Ma purtroppo per lui, Bitonto non era ancora così vicino. "Non ce la facevo piu", continuò a raccontarmi. "Mo me scappáve" (Stava quasi per scapparmi).

Io, dentro di me, pativo, insieme a lui, solo nell'ascoltarlo.

"Finalmente arrivammo a Bitonto" continuò a raccontarmi Tonino, "e papà mi portò in un bar e chiese di un bagno".

"Ahhhh finalmente!", esclamai dentro di me. "Dopo tanto penare finalmente ora la potrà fare, la pipì".

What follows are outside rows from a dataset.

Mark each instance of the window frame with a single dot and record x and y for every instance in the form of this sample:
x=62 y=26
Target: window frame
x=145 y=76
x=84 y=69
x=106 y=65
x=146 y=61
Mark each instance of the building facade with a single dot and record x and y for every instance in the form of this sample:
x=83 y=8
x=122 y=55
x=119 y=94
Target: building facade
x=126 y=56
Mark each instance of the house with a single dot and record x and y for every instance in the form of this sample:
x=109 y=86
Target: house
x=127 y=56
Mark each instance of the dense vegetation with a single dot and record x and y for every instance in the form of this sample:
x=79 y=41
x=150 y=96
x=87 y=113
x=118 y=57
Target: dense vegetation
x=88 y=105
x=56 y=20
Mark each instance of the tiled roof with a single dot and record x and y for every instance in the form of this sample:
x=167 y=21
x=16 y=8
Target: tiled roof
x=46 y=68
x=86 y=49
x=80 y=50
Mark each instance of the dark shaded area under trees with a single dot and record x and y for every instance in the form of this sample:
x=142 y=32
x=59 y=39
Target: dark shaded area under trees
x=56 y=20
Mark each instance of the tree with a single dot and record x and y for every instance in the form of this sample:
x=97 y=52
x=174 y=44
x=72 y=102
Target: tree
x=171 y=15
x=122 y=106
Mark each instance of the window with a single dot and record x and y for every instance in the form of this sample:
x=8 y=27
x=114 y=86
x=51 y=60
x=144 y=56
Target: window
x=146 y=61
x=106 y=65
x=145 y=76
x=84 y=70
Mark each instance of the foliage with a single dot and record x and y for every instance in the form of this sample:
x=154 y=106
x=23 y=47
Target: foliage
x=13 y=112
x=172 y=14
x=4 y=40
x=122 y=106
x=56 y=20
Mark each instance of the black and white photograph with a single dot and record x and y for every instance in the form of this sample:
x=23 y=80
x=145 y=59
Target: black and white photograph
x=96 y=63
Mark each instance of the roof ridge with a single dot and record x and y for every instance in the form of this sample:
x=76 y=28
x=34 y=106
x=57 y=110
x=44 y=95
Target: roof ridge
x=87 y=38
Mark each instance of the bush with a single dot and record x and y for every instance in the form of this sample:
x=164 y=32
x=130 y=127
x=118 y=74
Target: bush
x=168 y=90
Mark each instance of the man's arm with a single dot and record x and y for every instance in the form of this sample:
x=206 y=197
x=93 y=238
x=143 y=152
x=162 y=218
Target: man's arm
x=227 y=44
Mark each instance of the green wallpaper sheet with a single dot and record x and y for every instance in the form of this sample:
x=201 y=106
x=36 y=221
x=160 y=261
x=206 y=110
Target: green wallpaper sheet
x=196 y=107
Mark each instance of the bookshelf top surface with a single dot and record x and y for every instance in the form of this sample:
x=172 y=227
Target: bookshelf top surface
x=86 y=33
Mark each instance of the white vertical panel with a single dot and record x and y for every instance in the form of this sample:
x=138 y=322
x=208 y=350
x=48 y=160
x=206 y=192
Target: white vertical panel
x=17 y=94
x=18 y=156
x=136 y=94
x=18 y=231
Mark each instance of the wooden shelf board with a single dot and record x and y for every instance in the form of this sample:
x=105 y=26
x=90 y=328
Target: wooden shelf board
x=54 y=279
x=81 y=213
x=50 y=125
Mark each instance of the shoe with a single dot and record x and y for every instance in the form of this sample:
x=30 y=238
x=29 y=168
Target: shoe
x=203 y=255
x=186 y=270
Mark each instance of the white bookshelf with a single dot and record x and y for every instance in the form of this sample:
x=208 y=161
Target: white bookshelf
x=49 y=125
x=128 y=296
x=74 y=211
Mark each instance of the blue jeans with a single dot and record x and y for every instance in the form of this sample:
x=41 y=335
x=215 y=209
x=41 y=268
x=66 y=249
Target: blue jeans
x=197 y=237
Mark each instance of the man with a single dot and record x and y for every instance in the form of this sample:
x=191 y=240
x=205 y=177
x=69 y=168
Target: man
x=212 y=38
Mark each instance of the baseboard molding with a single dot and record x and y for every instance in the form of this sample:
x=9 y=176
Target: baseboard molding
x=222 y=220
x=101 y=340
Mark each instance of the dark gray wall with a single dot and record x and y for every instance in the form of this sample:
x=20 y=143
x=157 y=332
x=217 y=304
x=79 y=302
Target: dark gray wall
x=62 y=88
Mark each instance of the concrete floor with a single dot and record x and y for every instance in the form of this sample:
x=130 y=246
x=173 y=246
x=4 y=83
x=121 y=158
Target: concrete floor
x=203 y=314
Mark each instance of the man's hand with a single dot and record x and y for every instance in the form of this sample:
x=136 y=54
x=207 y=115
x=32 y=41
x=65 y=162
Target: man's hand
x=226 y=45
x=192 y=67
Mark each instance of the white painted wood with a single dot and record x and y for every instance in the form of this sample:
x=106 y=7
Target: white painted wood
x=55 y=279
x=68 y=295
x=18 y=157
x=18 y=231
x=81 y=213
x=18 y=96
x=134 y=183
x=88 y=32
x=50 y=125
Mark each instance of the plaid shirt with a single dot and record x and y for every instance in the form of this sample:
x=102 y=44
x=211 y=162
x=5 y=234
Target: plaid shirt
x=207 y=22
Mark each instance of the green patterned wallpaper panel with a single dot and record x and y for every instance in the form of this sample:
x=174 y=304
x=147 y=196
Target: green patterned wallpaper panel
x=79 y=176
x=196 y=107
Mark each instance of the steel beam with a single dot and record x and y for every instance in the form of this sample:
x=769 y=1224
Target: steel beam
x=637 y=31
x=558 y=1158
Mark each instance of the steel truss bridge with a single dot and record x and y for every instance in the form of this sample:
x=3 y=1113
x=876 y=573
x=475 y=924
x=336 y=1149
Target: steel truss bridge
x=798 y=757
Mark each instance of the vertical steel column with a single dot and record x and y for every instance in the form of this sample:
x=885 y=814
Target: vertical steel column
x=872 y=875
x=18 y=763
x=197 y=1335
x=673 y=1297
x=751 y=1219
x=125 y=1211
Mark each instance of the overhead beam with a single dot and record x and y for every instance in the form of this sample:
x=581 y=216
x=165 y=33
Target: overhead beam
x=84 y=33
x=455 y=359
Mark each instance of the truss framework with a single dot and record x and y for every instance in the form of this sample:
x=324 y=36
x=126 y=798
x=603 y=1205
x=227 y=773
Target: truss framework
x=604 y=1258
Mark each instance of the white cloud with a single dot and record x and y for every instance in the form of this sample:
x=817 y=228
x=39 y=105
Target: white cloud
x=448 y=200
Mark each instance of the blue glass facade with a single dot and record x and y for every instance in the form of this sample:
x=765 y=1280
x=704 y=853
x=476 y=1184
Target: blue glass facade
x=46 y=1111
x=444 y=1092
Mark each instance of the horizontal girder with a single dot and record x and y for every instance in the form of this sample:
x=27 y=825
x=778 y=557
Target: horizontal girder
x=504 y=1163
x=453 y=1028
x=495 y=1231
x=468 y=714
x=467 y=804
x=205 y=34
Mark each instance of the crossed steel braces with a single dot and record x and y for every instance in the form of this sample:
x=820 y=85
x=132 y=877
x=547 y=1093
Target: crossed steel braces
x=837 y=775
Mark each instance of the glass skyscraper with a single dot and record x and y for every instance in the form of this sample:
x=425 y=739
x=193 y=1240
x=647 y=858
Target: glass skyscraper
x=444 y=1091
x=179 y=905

"Entrai al bagno", continuò ancora a raccontarmi Tonino, "ma che vu fuà! (ma che vuoi fare!) La chiusìura làmbe z'avé' 'ncippáte (La chiusura lampo si era inceppata). Ne jáve chije né 'nnenze e né rréte. Mo crepáve. (Non andava più avanti ed indietro, stavo per crepare). "Da quel giorno", concluse con tono di voce stizzita, "non ho mai più indossato in vita mia, un pantalone con la chiusura lampo. E' cusciè bélle 'na vracàtte nghe le bettiune". (E così comoda una brachetta con i bottoni).

"Ti' rraggiàune Tonì'!" (Hai ragione Tonino), gli dissi, e per dimostrargli la mia solidarieta di amico, gli raccontai di due mie disavventure capitatemi al bagno, quando, un paio di volte mi ci capitò in mezzo, a la chiusìura lámpe. Che dolore.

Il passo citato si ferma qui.